A global bond is a tradable form of a loan denominated in US Dollars and treated as an external commercial borrowing (‘ECB’). They are usually obligations of the issuer company with regard to certain future cash flows representing interest and principal, which the issuer undertakes to pay to the legal owner of the instrument. These are governed by the Issue of Foreign Currency Convertible Bonds and Ordinary Shares (Through Depository Receipt Mechanism) Scheme, 1993, the regulations under the Foreign Exchange Management Act, 1999 and the guidelines issued by the Reserve Bank of India on External Commercial Borrowings and Trade Credits (‘ECB Guidelines’) from time to time.
Global bonds have proved to be an attractive mode of investment for investors, due to guaranteed payments in the form of interest and yield on maturity and options for tradability, liquidity and conversion into equity. These instruments may carry an option for the investor to convert the bonds into the equity of the issuer company or may be plain non-convertible bonds earning periodic interest till redemption and redeemed with or without a premium on maturity. Whether convertible or not, during their currency, global bonds create a debt obligation on the issuer company and are therefore essentially debt instruments. The bonds are issued in global form under an offering memorandum or introductory document containing details of the terms of the offering. Further, the issuer executes a Trust Deed to appoint a suitable trustee to represent the bond holders and act on their behalf and for their benefit, similar to the appointment of a debenture trustee for the benefit of debenture holders in a company.

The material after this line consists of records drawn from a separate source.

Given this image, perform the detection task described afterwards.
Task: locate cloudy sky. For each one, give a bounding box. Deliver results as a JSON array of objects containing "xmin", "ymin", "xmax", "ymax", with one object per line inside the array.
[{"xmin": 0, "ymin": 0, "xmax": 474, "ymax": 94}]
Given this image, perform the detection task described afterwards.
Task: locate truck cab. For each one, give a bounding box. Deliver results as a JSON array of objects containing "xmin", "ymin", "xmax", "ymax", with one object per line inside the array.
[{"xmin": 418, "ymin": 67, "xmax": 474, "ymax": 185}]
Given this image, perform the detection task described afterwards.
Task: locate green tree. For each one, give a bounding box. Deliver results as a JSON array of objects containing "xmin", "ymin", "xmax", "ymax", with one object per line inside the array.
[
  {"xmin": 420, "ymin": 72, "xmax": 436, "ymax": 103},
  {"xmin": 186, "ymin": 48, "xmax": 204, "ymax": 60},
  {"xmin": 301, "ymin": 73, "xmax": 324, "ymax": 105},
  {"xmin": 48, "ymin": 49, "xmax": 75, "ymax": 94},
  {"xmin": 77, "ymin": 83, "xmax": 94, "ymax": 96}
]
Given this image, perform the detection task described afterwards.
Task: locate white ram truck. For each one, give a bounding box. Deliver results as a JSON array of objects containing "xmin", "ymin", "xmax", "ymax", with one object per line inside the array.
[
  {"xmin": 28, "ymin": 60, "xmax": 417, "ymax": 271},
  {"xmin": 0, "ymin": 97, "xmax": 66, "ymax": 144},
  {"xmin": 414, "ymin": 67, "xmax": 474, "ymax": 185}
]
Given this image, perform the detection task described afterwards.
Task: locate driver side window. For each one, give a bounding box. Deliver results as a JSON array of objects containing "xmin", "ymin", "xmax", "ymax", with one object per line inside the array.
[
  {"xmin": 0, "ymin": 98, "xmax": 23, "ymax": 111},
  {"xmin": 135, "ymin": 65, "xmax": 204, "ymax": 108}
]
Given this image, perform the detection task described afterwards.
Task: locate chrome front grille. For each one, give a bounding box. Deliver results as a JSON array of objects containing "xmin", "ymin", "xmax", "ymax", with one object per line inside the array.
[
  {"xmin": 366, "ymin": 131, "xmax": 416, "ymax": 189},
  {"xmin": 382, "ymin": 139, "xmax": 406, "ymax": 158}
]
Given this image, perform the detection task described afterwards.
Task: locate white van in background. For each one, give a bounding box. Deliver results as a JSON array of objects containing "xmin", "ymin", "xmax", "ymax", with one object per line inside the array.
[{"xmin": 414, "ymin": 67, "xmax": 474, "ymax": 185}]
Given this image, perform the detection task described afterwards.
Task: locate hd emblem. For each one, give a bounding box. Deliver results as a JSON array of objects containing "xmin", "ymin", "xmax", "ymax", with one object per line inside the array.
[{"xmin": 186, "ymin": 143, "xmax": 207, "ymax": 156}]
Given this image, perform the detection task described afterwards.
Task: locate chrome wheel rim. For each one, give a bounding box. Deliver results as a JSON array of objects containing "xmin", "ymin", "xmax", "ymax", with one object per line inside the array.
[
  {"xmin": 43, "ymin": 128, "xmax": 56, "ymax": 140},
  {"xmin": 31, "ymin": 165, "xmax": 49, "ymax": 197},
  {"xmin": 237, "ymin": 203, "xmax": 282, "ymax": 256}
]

It is common to find in the terms of offering of such bonds that the bonds shall forthwith become due and repayable upon the occurrence of an event of default under the bonds. Further the terms would also authorise the trustee to institute such proceedings against the Issuer as it may think fit to enforce the terms of the Trust Deed and the bonds upon the occurrence of a default.
The Indian Companies Act, 1956 (‘Companies Act’), does not per se recognise, these instruments as a separate class of security. However, Section 2(12) of the Companies Act defines the term ‘debentures’ as including ‘debenture stock’, bonds and other securities of a company, whether constituting a charge on the assets of the company or not. The term ‘securities’ is defined under the Securities Contracts (Regulations) Act, 1956 (‘SCRA’), to include shares, scrips, stocks, bonds, debentures, debenture stock or other marketable security of a like nature in or of any incorporated company or other body corporate.
In the case of R.D Goyal and another v Reliance Industries Ltd. [(2003)1 SCC 81], the Supreme Court, while considering the meaning of debentures, observed that,
‘Debentures, as ordinarily understood, in our considered view, would not come within the purview of definition of goods as it is simply an instrument of acknowledgement of debt by the company whereby it undertakes to pay the amount covered by it and till then it undertakes further to pay interest thereon to the debenture-holders.’
Palmer on Company Law has observed in paragraph 44.02, 24th edn., that in modern commercial usage, a debenture denotes an instrument issued by the company normally but not necessarily called on the face of it a debenture, and providing for the payment of a specified sum at a fixed rate with interest thereon.
The High Court of Bombay held in Laxman Bharmaji v Emperor [AIR 1946 Bom. 18] that in determining whether an instrument is a debenture or not, the court must look at the substance of the instrument itself, and without the assistance of any precise legal definition, form the best opinion it can whether the instrument is a debenture or not.